By 2016 they intend to send a communications satellite to the Red Planet, following it up with additional time phased flights across succeeding years, before the actual landing of a foundation crew of permanent Mars colonists. The optimistic claim on their website states that:
“Mars One will establish the first human settlement on Mars in 2023. A habitable settlement will be waiting for the settlers when they land.”
Following the establishment of the foundation crew on the Red Planet, an additional group of new settlers will be sent to join them on a regular two-yearly basis, thereby expanding the colony.
Mars One has no shortage of industry support and their suppliers include, ILC Dover, MDA Corporation, Paragon Space Development, SpaceX, Surrey Satellite Technology (SSTL), and Thales Alenia Space.
“SSTL believes that the commercialization of space exploration is vital in order to bring down the costs and schedules. Mars-One is an imaginative venture making use of existing technology and SSTL is highly motivated to support this initiative,” Sir Martin Sweeting, Founder and Executive Chairman of SSTL.
“I believe that the endeavour holds great promise and Paragon is prepared to manufacture and integrate the Mars One life support, thermal control, and space suit systems,” Jane Poynter, President and Chairwoman at Paragon Space Development Corporation
The cost of launching the initial crew of four Martian colonists and landing them on the Red Planet, in addition to the utilisation of the SpaceX Falcon Heavy launcher, will involve costs in the region of $6 billion, according to Mars One. Besides building their environment the colonists will also be tasked with answering questions regarding the on-going mystery of whether life in fact does exist on Mars and also the history of the neighbouring planet.

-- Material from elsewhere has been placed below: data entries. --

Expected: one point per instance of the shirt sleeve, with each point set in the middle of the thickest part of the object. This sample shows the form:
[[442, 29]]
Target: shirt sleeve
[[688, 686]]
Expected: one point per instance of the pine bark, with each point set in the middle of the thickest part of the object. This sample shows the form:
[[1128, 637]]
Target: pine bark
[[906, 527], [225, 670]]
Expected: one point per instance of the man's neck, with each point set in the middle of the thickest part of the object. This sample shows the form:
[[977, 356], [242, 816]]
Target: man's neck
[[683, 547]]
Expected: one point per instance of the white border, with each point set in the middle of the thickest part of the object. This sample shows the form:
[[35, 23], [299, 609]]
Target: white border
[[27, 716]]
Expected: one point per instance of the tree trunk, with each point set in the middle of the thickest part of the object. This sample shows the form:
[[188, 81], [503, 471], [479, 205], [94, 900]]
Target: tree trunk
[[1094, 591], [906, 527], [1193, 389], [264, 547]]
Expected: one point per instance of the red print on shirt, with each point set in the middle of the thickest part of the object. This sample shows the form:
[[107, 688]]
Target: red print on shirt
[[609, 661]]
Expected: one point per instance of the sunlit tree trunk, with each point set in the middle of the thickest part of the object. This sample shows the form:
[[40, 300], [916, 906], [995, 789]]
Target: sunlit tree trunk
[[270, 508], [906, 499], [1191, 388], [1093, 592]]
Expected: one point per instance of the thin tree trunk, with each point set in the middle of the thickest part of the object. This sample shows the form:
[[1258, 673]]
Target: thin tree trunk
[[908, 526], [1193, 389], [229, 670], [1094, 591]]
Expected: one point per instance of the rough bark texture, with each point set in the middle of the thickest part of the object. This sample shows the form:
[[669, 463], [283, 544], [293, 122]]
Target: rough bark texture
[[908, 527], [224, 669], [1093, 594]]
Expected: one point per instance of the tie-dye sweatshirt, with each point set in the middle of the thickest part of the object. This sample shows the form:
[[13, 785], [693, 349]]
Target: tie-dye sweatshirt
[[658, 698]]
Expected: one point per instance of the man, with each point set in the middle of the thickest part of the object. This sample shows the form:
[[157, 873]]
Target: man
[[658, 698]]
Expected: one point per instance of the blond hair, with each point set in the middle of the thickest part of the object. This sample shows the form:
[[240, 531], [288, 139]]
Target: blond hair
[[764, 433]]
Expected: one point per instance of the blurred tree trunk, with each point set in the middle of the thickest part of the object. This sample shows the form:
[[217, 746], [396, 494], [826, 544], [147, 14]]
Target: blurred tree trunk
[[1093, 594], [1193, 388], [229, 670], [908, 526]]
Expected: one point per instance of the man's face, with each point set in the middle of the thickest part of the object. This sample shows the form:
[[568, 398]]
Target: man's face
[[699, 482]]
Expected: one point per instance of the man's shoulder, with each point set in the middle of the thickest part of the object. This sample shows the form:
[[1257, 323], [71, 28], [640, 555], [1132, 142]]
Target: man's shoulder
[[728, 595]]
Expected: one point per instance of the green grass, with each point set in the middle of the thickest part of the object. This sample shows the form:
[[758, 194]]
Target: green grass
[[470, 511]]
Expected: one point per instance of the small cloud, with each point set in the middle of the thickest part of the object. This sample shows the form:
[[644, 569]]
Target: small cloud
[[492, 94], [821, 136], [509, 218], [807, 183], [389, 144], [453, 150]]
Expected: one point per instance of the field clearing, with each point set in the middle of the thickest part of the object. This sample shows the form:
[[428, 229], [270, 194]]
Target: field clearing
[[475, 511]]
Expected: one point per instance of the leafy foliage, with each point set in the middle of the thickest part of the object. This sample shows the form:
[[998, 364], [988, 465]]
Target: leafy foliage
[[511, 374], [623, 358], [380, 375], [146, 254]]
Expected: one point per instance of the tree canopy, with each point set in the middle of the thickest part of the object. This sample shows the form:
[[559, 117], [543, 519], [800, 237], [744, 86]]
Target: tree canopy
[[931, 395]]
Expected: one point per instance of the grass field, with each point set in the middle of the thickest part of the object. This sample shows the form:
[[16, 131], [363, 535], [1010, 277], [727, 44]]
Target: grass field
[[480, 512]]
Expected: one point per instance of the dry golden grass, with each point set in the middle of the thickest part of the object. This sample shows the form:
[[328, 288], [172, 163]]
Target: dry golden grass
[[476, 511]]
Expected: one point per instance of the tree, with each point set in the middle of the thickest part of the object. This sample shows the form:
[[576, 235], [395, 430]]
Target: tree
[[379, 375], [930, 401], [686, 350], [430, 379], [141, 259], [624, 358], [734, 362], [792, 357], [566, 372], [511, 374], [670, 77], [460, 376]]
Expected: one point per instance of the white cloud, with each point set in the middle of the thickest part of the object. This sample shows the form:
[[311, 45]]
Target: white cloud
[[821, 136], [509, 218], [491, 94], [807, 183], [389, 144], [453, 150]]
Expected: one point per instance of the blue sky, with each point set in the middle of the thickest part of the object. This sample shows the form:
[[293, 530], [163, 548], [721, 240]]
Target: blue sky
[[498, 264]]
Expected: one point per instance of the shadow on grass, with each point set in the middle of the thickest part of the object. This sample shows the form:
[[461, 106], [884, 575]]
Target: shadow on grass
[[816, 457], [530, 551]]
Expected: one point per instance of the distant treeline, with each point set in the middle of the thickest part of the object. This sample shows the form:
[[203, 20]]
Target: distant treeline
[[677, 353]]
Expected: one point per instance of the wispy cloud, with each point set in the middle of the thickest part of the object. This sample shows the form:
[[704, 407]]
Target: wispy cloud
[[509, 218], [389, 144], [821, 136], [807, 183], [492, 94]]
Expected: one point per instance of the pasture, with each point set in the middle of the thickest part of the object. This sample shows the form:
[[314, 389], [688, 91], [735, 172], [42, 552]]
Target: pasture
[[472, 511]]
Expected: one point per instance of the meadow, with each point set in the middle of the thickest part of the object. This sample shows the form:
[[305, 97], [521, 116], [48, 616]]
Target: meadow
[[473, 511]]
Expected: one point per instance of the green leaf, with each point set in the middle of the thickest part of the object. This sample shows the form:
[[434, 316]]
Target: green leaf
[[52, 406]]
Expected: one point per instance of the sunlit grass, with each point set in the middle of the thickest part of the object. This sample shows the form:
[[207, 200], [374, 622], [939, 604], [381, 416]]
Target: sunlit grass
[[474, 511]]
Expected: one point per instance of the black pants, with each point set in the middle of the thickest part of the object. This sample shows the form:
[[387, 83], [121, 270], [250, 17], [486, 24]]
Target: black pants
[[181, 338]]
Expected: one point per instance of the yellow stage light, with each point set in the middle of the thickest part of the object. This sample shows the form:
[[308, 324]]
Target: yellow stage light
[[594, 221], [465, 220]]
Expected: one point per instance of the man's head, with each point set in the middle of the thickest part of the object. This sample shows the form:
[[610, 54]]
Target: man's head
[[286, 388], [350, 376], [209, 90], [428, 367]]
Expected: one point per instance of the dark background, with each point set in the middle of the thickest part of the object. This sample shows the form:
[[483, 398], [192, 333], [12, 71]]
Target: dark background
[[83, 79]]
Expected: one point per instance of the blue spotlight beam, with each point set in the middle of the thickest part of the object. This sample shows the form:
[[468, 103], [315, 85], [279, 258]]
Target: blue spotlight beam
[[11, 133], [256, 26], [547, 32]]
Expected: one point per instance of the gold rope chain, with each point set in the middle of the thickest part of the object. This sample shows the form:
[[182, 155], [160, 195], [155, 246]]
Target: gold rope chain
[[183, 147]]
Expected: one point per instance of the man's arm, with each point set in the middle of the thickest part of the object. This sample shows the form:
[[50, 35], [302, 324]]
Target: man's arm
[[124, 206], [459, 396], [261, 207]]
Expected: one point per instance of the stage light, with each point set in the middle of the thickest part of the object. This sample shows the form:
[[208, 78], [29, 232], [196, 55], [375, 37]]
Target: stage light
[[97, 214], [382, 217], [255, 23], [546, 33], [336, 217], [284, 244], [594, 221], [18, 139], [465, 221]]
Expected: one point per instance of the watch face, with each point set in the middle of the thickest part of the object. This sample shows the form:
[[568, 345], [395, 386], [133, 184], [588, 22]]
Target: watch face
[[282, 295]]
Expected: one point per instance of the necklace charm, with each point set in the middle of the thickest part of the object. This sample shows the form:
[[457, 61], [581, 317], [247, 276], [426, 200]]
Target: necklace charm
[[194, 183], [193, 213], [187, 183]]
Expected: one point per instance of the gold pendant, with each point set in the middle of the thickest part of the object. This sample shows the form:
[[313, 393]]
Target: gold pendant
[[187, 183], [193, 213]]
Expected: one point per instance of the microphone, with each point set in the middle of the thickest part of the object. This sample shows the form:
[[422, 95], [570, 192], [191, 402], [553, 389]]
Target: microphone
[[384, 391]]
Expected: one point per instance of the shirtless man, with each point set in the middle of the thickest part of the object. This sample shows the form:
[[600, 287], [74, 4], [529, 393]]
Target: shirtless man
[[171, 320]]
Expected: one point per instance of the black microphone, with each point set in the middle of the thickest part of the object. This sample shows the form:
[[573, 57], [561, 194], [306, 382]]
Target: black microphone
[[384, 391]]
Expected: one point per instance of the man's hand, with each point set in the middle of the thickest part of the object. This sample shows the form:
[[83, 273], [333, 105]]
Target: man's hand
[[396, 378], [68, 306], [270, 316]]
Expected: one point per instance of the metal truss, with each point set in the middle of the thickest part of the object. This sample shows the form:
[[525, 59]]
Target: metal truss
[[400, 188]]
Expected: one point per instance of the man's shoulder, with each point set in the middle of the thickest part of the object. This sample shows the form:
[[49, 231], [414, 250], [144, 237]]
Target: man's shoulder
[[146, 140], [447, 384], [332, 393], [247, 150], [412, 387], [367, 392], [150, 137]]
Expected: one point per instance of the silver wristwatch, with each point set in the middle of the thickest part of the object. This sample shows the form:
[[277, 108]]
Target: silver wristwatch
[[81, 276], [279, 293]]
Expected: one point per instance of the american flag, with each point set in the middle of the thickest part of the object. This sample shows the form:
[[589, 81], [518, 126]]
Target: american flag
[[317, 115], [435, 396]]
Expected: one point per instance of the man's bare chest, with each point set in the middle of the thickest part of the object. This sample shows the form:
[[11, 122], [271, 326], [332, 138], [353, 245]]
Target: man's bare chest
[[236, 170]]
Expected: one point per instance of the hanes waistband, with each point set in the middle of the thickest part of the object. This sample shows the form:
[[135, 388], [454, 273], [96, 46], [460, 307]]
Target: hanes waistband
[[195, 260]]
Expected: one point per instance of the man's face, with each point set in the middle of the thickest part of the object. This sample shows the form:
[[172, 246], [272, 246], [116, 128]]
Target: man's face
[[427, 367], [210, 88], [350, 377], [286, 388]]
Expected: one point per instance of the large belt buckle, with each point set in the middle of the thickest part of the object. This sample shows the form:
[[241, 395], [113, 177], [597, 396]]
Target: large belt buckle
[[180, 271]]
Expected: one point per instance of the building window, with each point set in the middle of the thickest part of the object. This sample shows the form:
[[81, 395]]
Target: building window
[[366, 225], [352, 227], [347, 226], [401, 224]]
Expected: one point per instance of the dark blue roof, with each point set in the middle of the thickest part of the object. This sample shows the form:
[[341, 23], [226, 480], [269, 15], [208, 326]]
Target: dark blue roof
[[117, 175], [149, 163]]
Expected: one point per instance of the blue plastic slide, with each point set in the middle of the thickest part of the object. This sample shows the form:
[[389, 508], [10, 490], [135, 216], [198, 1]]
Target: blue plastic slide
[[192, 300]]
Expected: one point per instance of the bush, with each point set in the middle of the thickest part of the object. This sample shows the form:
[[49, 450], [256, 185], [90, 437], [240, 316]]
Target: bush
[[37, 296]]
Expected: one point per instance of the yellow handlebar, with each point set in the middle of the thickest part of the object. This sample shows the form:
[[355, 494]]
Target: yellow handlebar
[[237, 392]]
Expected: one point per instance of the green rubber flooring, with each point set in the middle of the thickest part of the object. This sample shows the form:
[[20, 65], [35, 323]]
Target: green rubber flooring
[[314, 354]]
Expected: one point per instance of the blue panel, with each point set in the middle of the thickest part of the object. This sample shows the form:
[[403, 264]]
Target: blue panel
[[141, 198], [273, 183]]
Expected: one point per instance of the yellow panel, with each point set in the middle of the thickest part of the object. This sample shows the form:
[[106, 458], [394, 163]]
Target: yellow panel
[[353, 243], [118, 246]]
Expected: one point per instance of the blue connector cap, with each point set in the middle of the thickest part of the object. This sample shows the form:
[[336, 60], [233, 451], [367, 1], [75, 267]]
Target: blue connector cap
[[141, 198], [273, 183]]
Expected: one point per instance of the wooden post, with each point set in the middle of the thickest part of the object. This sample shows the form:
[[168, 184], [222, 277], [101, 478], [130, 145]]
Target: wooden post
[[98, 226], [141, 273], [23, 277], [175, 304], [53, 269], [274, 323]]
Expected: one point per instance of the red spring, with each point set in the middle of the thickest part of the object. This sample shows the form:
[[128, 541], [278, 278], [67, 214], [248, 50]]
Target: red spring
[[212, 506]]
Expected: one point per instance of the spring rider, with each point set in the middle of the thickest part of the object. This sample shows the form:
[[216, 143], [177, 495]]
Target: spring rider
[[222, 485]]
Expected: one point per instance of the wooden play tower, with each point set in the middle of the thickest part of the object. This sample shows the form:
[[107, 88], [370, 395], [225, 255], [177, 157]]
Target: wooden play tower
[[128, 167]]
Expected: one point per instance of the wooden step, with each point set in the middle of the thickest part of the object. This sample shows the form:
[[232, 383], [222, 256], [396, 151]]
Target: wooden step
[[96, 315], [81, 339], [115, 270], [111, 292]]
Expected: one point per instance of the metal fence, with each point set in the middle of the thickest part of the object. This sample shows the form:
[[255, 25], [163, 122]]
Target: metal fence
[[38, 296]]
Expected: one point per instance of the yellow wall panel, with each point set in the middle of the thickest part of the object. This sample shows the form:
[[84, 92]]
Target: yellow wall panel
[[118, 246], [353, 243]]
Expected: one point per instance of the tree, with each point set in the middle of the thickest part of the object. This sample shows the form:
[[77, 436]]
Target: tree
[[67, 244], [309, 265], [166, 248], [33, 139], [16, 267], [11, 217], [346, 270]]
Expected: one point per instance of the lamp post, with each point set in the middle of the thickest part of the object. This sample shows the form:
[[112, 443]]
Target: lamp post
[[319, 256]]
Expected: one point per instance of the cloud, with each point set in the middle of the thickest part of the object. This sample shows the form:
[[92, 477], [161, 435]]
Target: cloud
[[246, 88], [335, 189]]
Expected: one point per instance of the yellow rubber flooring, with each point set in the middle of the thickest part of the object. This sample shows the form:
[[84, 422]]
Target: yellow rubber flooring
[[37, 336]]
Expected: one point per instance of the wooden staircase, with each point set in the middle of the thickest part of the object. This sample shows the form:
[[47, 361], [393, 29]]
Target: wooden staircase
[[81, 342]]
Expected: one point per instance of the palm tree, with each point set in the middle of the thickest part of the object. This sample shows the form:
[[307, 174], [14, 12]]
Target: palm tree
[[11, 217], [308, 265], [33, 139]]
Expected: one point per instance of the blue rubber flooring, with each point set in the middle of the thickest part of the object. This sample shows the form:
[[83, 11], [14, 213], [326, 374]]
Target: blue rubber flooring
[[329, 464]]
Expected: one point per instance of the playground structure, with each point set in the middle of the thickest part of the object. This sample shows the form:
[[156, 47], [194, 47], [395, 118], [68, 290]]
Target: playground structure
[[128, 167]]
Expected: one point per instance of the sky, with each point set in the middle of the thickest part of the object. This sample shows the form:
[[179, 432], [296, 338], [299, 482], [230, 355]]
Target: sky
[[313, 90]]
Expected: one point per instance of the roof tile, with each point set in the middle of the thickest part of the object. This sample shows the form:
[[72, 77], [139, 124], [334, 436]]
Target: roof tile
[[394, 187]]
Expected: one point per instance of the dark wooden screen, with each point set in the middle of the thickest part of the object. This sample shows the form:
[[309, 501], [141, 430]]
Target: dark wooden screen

Astronaut selections (40 in total will be chosen) for the first manned Mars mission have already begun and applications have rolled in, in vast numbers. Potential applicants should however remember; this is a one-way trip! Mars One has no plans and no way of bringing you back! You will never set foot on Earth again…you will never breathe the air of Earth again…and you certainly won’t be able to Skype your friends and family!